Наташа тихо и серьезно ответила:

– Потому что чую ее за спиной. Да, милый, я умру. Это для меня ясней ясного.

У Крынина сжалось сердце.

– Полно, Наташа! – перебил он ее.

– Нет, нет, милый, правда! – терпеливо сказала она и схватила его за руку, будто боялась, что он начнет возражать ей. – Это – правда. Оттого я и не огорчаюсь, что ты не любишь меня. Мне важно только то, что я люблю тебя, Это странно, быть может, но это так. И я хотела бы, чтобы не оставался в живых он… твой. Пусть он умрет вместе со мною. На земле ему будет холодно.

– Полно, Наташа! – снова и робко говорил Крынин.

– Нет, милый, так, так. Все будет так, как я говорю.

Становилось холоднее, и, чтобы согреться, они начинали ходить но саду, спускались к пруду и, набирая в калоши снега, смеясь и падая, скользили по льду. Как-то незаметно, по-детски, изменялось настроение, – все тяжелое и нудное куда-то уходило.

Медленно, переходя по краям неба в густо-фиолетовые тона, протекал зимний вечер.

Когда сад закрывался, они, озябшие, в припадке ребяческого шаловливого задора, бежали греться на почту. Там в это время бывало уже темно: освещались только телеграф и продажа марок. За другими закрытыми окнами шла суетня: разговаривая и сердясь, шлепая чем-то тяжелым по полу, чиновники запаковывали мешки с корреспонденцией для почтового поезда, который уходил на север в десять часов четырнадцать минут.

Было уютно сидеть в углу темной, теплой залы, прислушиваться к шуму, смотреть, как сторож кладет в печь белые, тяжелые поленья. Все были заняты своим делом, и никто не обращал внимания на две фигуры, сидевшие на подоконнике. У тех, кто сдавал телеграммы, были сумрачные, озабоченные лица.

Бывали мгновения, когда становилось особенно ясно, что Наташа верит в чудо, ждет от него слов любви. Тогда он смотрел в ее темные, надеющиеся глаза, брал ее руки и не мог ничего сказать: забывал те слова, которые могли бы убедить Наташу, что близость и поцелуи не нужны, что в их отношениях стеною стоит холодная, бесцветная правда, что не нужно ни писем, ни упреков, ни ожиданий, что он не любит ее и только по каким-то странным, неуяснимым движениям души не в силах не отвечать на ее поцелуи, не улыбаться ее глазам, когда в них, как у звезд в морозный вечер, переливают и дрожат испуганные слезы.

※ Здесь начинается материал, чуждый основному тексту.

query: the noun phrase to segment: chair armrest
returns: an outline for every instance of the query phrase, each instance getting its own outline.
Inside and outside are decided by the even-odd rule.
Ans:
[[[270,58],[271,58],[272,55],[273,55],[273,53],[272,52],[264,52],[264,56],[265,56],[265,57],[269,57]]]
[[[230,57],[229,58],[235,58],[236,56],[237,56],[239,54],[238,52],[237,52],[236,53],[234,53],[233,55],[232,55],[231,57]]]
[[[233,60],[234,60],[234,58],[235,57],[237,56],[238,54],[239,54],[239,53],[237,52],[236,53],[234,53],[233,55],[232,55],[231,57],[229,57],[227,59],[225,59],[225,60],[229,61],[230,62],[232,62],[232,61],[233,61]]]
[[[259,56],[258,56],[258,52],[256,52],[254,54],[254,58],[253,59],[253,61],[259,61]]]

А когда эти слова где-то в мозгу, далеко, рождались и приближались к сознанию, когда смысл их мелькал уже, вероятно, в его глазах, – тогда Наташа, как-то странно, Словно предчувствуя беду, пугалась, хватала его за руку, крепко сжимала ее и говорила:

– Не нужно, ничего не нужно. Милый, ничего не нужно. Я люблю тебя. Да, да.

VI

На вокзале перед отъездом Наташа не могла преодолеть волнения: гуляя с Крыниным по платформе, она то неожиданно останавливалась, то переставала говорить, то глядела в темноту и, казалось, что-то припоминала. А темнота там за пакгаузами, была огромная, безглазая, озлобленная на станцию и ее огни. Когда дошли до паровоза, Наташа долго и пристально глядела на огненную массу, клокотавшую внизу. Налево было темно: в туманных, вечерних очертаниях виднелись какие-то постройки, – то высокие, то низкие.

– Все – сон, – сказала Наташа, – И этот огонь – сон, и ты – сон. И ты – мой самый любимый сон. И вот этот клок волос, – седых старых волос, – тоже сон. Кажется мне, что я за него полюбила тебя и все в тебе.

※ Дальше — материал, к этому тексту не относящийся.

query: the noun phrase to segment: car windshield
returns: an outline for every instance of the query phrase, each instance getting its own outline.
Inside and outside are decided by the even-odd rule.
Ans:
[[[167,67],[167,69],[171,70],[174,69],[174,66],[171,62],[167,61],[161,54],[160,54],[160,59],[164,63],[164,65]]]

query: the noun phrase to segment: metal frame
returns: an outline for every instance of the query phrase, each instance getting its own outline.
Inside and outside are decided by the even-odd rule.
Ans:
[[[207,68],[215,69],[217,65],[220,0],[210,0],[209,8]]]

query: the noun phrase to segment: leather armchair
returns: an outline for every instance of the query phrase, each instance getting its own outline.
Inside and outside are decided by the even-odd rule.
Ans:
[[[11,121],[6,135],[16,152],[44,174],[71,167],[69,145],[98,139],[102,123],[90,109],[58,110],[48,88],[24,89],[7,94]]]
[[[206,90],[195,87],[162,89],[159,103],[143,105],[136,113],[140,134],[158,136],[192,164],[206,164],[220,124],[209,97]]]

На платформе, но обыкновению, суетилось много народу: барыни, купцы, попы. Носильщики возили багаж, и заледеневшие колеса тележки скрипели и визжали.

Когда ударил второй звонок и нужно было идти к вагону, Наташа торопливо, волнуясь, сказала:

– Ты мне пришли, обязательно пришли вид с горы, собор, потом фонтан, потом еще что? Что-то хотела еще… Ах, дай бог памяти… Не помню. Попаду ли я еще когда-нибудь сюда? Мне очень понравился твой город. Очень! Я помню, что ты любишь его и Петербург. Ты говорил. В нем хорошо жить. Бульвар прекрасный, летом, вероятно, тенистый, уютный.

Она смотрела на высокий, чуть заледеневший фонарь и, улыбаясь, припоминала. Было совсем ясно, что она не сказала того, зачем приехала, не сказала того, о чем думала все эти дни. И опять повезет она, как ярмо, это невысказанное, невыразимо тяжелое и тоскливое, что изменяет глаза, улыбку и даже ту радугу, сквозь которую струятся слезы человеческие. И в самый последний момент, когда уже решила все сказать, она заговорила об открытках.

Еще позвонили три раза.

Наташа вздрогнула, помутившимся взглядом скользнула по лицу Крынина, сделала порывистый шаг вперед, Остановилась и, сразу, в одно мгновение все, видимо, решив, уже спокойно пошла в вагон. На ступеньках чуть поскользнулась. Стала у двери на площадке. Молча, освещенная, глядела на Крынина.

Медленно тронулся поезд.

Крынин не заметил, как он пошел за ним, держась за ручку вагона, сбивая с ног каких-то людей, махавших носовыми платками. Он все ждал, хотел услышать то, что нужно и должно было услышать.

Кондуктор с фонарем в руках кричал ему:

– Барин! Так нельзя! так нельзя!

И было смешно это «нельзя».

А она наклонилась к нему и – счастливая, все быстрей и быстрей ускользающая, радостная оттого, что он еще с ней, – громко говорила те слова, которые он слышал во все эти три дня:

– Ты мой. Я смотрю тебе в лицо. Вижу тебя. Вижу твою душу.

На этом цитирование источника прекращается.